Publié le 3 Juillet 2017

Je suis juste socialiste. Je défends une société dans laquelle le progrès puisse être accessible à tous. Cette idée d’égalité est fondamentale, l’égalité des chances, l’égalité de l’accès à des services publics qui permettent à tous le droit à l’école, à la santé, à la justice, à la culture, à la solidarité, à la protection de la personne, à la liberté. Je ne crois pas que la réussite matérielle soit l’essentiel dans la vie, nous avons, avant tout, besoin d’humanité. On ne peut que mal vivre dans une société où les uns ont tout et les autres n’ont rien. Je suis progressiste. La loi doit en effet évoluer avec la société, comme ont pu le permettre le droit à l’avortement, l’abolition de la peine de mort, le Pacs ou le mariage pour tous. Je suis pour la protection de l’environnement.

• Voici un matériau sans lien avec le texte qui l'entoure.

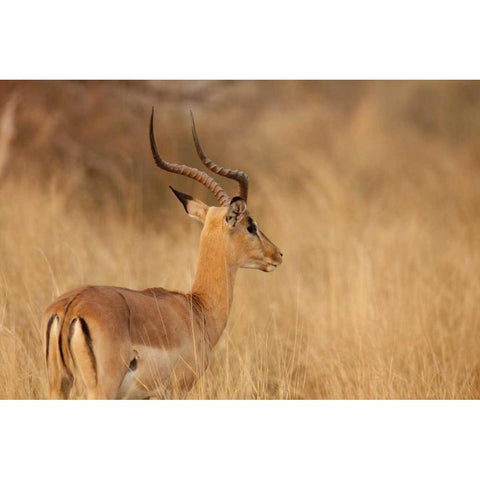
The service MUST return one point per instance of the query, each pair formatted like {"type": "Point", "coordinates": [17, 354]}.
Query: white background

Socialiste, lors des dernières élections, j’ai apporté mon soutien à l’élection d’Emmanuel Macron. Je ne suis pas anticapitaliste. Une grande partie de notre économie est portée par des entreprises privées, petites ou grandes. Dans l’économie mondialisée, ces entreprises doivent être soutenues, dans un cadre régulé. La priorité aujourd’hui pour un socialiste, c’est en effet de résoudre le problème social majeur du chômage de masse. C’est pourquoi, j’ai soutenu la mutation de notre pensée économique de gauche voulue par le Président Hollande, pour une gauche réaliste dans un monde ouvert. Je suis également profondément européen, dans un monde instable, nous devons davantage nous unir. L’Europe porte un modèle de société démocratique et social. Nos différences sont bien moins grandes que ce qui nous unit pour défendre la paix et l’Humanité.

Je soutiens aujourd’hui la refondation de la gauche de gouvernement, parce que nous portons avec le socialisme une conception de la société qui me semble juste et humaine. Le parti socialiste est mon parti. Je me suis battu au fil des congrès, sans réussir, pour réformer son mode de fonctionnement usé par des luttes internes et des batailles de pouvoir. Va-t-on réussir maintenant, après son effondrement, à le reconstruire sur de nouvelles bases ? La dernière réunion du Conseil national du Parti n’inaugure rien de bon. Il n’y a rien de nouveau, mais un enfermement dans une structure du passé pour affirmer une volonté d’opposition, une prise de position politicienne pour tenter encore d’exister. C’est tout le contraire qu’il faut faire. Il ne s’agit pas de s’opposer pour s’opposer. Il nous faut d’abord adopter une ligne politique claire humaniste, sociale, progressiste, européenne. Surtout nous avons besoin de repenser une politique économique crédible dans une économie ouverte.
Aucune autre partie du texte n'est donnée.